Hyphen

Implementation of Public Wisdom Matters! Discourse-Aware Hyperbolic Fourier Co-Attention for Social-Text Classification, accepted at NeurIPS 2022, as an Oral (Spotlight) paper.

Authors: Karish Grover, S.M. Phaneendra Angara, Md. Shad Akhtar, Tanmoy Chakraborty

🛠 Dependencies and Installation

torch 1.11.0
geoopt 0.1.1 (Hyperbolic optimization and Maths)
Penman 1.2.1 (Abstract Meaning Representation)
dgl_cu111 0.8.1 (Graphs)
Other required packages in requirements.txt

# git clone this repository
git clone https://github.com/LCS2-IIITD/Hyphen
cd Hyphen

# install python dependencies
pip3 install -r requirements.txt

⚡️ Quick inference

We have performed extensive experimentation and ablation studies across 4 tasks and 10 datasets i.e. Fake news detection (antivax, politifact, gossipcop), Hate speech detection (hasoc), Sarcasm detection (figlang_twitter, figlang_reddit), and Rumour detection (twitter16, rumoureval, pheme, twitter15).

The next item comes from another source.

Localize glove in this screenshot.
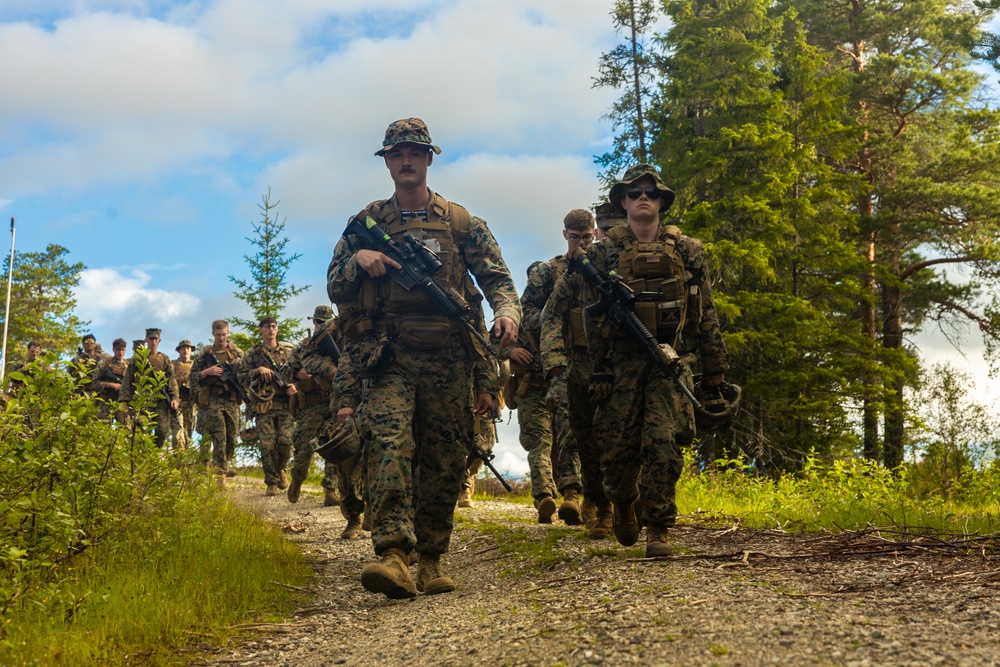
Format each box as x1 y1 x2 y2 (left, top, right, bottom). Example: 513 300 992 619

Download the final preprocessed dataset Pickle files from here for all 10 datasets, and save them as data/{d_name}_preprocessed.pkl. Next, to run the complete Hyphen-hyperbolic model on politifact dataset, use the following script:

python3 run.py --manifold PoincareBall --lr 0.001 --dataset politifact  --batch-size 32 --epochs 5 --max-sents 20 --max-coms 10 --max-com-len 10 --max-sent-len 10 --log-path logging/run

Finally, to track the evolution of loss, accuracy, and other metrics throughout the training process, use tensorboard as follows:

tensorboard --logdir logging/run

🛃 Custom dataset processing

Start with a CSV file of your custom dataset, named d_name, containing the columns - id, text, comments, and labels.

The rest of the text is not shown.